Man sitting side faceing the left with his face facing the front. Hands in his lamp resting on eachother wearing black robes with gold trim and a white shirt with a high collar. Dark background.

Jean Wilks, CBE, Hon. LLD, MA (Oxon), FCP ( b. 1917 d. 2014), was educated at North London Collegiate School and Somerville College, Oxford. She was Assistant Mistress of James Allen’s Girls’ School, Dulwich, 1943-51, Head Mistress of Hertfordshire and Essex High School, Bishop’s Stortford, 1951-64, and finally of King Edward VI High School for Girls, Birmingham, 1965-77. Jean Wilks served as President of the Association of Headmistresses from 1972-4. A member of Council from 1971, she was deputy Pro-Chancellor for six years, becoming the first woman Pro-Chancellor, 1985-89.

Norman Hepple, the son of the portrait painter Robert Hepple, was trained at the Royal Academy Schools, and became an official war artist with the National Fire Service during the Second World War. He was much sought after as a portrait painter in the 1970s and 80s, painting royalty, and academic and military subjects. The University of Birmingham commissioned him six times during this period.

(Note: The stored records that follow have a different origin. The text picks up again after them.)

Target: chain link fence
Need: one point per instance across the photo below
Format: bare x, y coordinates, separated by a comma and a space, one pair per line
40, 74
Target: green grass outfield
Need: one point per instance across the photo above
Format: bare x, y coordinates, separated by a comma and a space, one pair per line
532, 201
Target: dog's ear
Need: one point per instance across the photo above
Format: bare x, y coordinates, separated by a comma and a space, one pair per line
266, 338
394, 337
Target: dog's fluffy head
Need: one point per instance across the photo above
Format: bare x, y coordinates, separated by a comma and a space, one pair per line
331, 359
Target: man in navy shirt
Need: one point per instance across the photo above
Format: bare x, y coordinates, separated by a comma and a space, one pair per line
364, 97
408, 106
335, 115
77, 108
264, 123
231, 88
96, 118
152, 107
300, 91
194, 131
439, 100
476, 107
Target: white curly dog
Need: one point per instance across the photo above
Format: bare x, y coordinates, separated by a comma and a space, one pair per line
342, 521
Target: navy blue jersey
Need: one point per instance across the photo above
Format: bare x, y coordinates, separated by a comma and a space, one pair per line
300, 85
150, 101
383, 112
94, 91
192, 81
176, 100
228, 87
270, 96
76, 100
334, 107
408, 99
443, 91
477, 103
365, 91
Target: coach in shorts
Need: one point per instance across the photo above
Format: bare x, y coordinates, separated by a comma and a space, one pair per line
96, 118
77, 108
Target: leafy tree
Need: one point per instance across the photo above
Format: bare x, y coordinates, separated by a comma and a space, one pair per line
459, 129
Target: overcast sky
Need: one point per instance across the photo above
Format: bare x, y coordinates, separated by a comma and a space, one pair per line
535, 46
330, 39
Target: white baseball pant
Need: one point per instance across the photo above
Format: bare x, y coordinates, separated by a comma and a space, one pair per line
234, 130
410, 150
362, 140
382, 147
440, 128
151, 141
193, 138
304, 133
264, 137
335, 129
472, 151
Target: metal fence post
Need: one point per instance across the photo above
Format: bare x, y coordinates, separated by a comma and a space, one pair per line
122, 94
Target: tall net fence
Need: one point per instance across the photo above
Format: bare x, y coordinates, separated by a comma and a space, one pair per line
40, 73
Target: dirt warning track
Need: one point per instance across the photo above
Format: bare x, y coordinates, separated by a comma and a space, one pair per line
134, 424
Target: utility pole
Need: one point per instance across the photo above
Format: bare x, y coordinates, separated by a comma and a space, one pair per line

Notes:  http://www.telegraph.co.uk/news/obituaries/11039566/Jean-Wilks.html

Jean Wilks, who has died aged 97, was a distinguished headmistress of King Edward VI High School for Girls in Birmingham and one of the great educators of her generation.
Jean Ruth Fraser Wilks was born at Wanstead, Essex, on April 14 1917, one of three children of a prosperous surveyor. Her background included both freethinkers and nonconformist clerics, and as a teenager Jean was a convinced atheist — although she would embrace Christianity at university. A major influence on her was her uncle Mark, who was imprisoned because his wife — a doctor and women’s rights campaigner — would not let him pay her income tax. During his incarceration, a group of suffragettes sang songs under his window to keep up his spirits.
At the liberal North London Collegiate School, Jean excelled at English and History but showed little interest in other subjects. On scoring only six per cent in a physics exam, she and several like-minded friends were placed in a remedial class which included “classical logic”. The subject fascinated her, sharpening her debating skills, and she later introduced it in most of the schools where she taught. She read English at Somerville College, Oxford, studying Wordsworth under the renowned scholar Helen Darbishire and attending lectures by CS Lewis and JRR Tolkien, who read his students instalments of The Hobbit as he wrote it.
Jean Wilks began her teaching career during the war and recalled that a surprising amount of education could take place with a bible, stub of pencil and scraps of paper in shelters during air raids. After eight years as assistant mistress of James Allen’s Girls’ School, Dulwich, she became headmistress of Hertfordshire and Essex High School, Bishop’s Stortford, from 1951 to 1964, then of the highly academic King Edward VI High School for Girls in Edgbaston for 13 years.
Understanding girls’ expectations of greater freedom and independence, she broadened the sixth form curriculum, introduced more varied extra-curricular activities and broke down the old hierarchies. Out went the structure of Head Girl and prefects as the whole sixth form took on their duties, organised by two small committees. Out too went uniform for the sixth form, leading to some jaw-dropping expressions of individuality over the years, from miniskirts to witchy maxi-dresses.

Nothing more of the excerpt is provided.